One winged eyebrow lifted quizzically.

“Show me your new E15 helmet,” she pleaded. “All Orb was buzzing about it after you did your demonstration before the magnates of the Science Directorate. Would you—could you—show me just a little of how it works?” Say you will do it!

Say you will do it!

SAY YOU WILL DO IT.

Marc’s deep-set gray eyes seemed to glaze for an instant. When he spoke, the words came haltingly. “It … might be … possible … if you’re really interested.”

She was standing now, charged with excitement. “It would be thrilling to see you demonstrate it. I could give my own confidential report to the Dirigent.”

“That might be … useful.”

He turned away and went to the other side of the little hut’s main-floor living area, rooting among a stack of luggage awaiting transfer to the Human Terminal. A moment later he returned carrying an impressive-looking transport pod with a prominent label:

CAUTION—INTERNAL SIGMA SHIELD
DO NOT ATTEMPT TO OPEN THIS POD WITHOUT CODE
OR CONTENTS WILL BE DESTROYED

 

He gently bit his lower lip to dislodge a few cells, then licked his finger and poked it into the code aperture. There was a ping and the container cracked open like a clamshell. A small puff of smoke confirmed that the decoder had sterilized itself and awaited the next DNA sample.

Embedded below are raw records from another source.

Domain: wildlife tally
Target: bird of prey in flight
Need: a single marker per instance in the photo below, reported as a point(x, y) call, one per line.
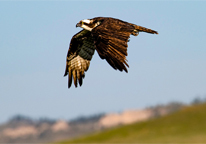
point(108, 36)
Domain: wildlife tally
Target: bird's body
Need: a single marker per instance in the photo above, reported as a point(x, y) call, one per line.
point(109, 36)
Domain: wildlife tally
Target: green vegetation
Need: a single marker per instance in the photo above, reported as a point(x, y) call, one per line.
point(185, 126)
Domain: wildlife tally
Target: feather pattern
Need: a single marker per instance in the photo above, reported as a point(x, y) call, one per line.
point(79, 55)
point(111, 39)
point(109, 36)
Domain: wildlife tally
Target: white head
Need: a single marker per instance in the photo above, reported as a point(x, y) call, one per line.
point(87, 24)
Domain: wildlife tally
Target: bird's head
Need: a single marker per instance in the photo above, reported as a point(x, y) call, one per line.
point(88, 24)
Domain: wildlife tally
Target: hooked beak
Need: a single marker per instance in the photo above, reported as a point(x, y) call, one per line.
point(78, 25)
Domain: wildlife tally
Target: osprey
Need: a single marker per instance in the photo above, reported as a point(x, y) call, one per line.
point(109, 36)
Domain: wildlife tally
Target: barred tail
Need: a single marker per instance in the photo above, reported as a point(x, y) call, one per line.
point(142, 29)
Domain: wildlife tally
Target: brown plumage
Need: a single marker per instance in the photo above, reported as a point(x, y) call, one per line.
point(108, 36)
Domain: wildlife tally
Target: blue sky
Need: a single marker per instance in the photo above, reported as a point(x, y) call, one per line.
point(34, 39)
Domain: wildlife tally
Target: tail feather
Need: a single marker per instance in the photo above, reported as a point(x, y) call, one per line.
point(143, 29)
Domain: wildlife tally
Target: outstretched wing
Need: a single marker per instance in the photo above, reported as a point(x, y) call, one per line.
point(80, 53)
point(111, 38)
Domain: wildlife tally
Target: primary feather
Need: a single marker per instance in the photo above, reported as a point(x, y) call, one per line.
point(109, 36)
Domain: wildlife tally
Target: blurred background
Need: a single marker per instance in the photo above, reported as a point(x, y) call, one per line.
point(34, 40)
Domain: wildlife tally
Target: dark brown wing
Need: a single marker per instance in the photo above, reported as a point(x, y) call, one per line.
point(80, 53)
point(111, 38)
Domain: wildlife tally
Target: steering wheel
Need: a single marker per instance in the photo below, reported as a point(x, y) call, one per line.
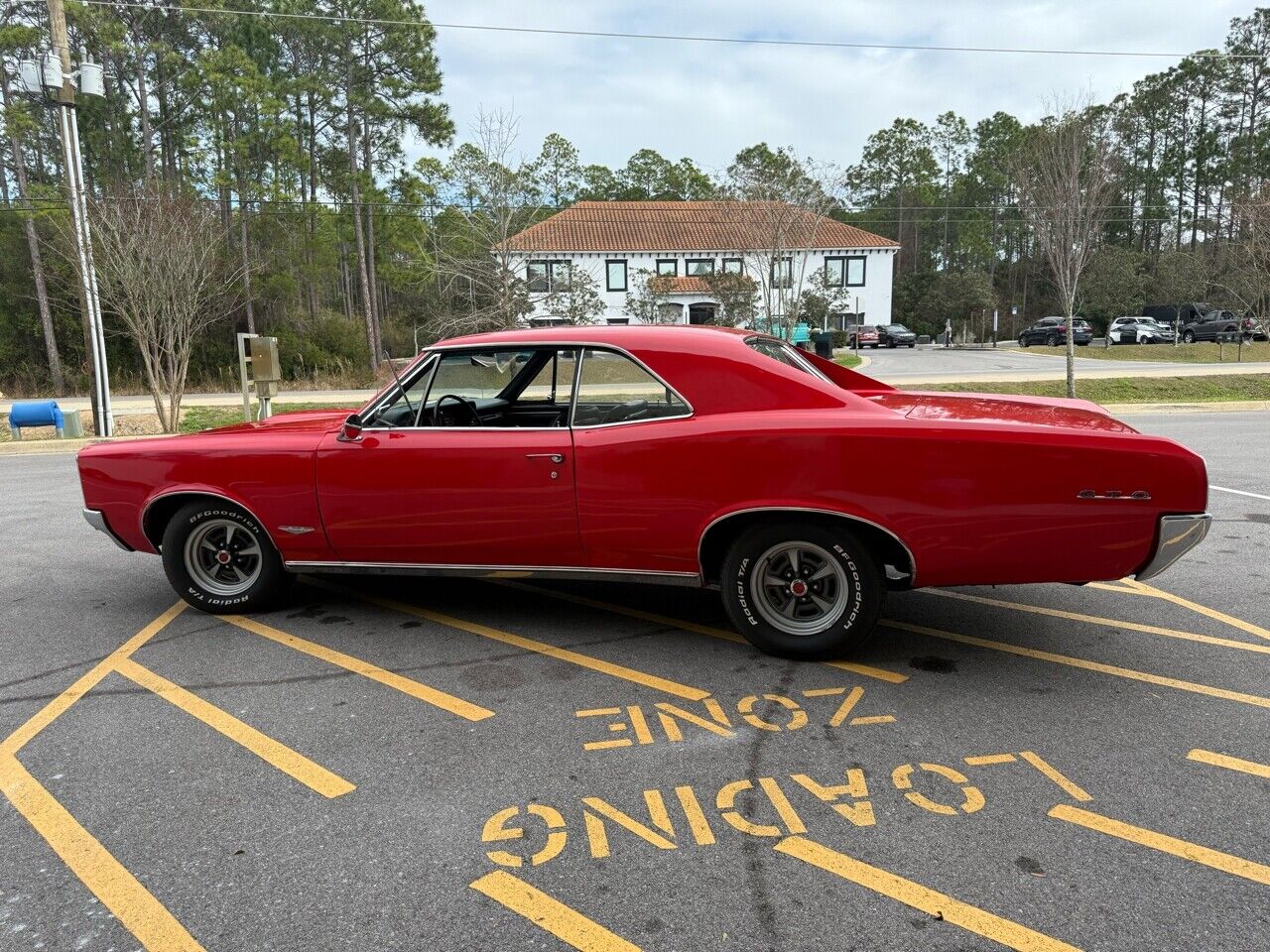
point(626, 412)
point(465, 403)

Lynelle said, “You protect your valuables well. But what if someone simply ran off with the entire pod? There are surely ways of breaking the code or deactivating a sigma that small, given time and resources.”

“Not in this setup. I designed it myself. It responds to my DNA, my fingerprint, and my mental signature. The sigma itself has fifteen backup levels—and five are programmed to micronuke at the least hint of tampering. Illegal to ship a pod
like this on a civilian transport. It’ll go home to Earth on a diplomatic courier.”

“Oh, my,” she whispered.

Marc opened the pod fully. Inside the padded interior was the prototype CE helmet, a grotesque golden thing with portions of its operating systems mounted nakedly on the exterior for ease in experimentation. The container also held a small fusion power generator with cables, and a device resembling a handheld computer. Marc carried the equipment to his chair by the fire, plugged the helmet into its energy source, and fiddled with the handset. When he was satisfied he sat down and donned the helmet. It engulfed all of his head except the facial area below the eyes and was nearly as bulky as an old-fashioned hard-hat diving helmet.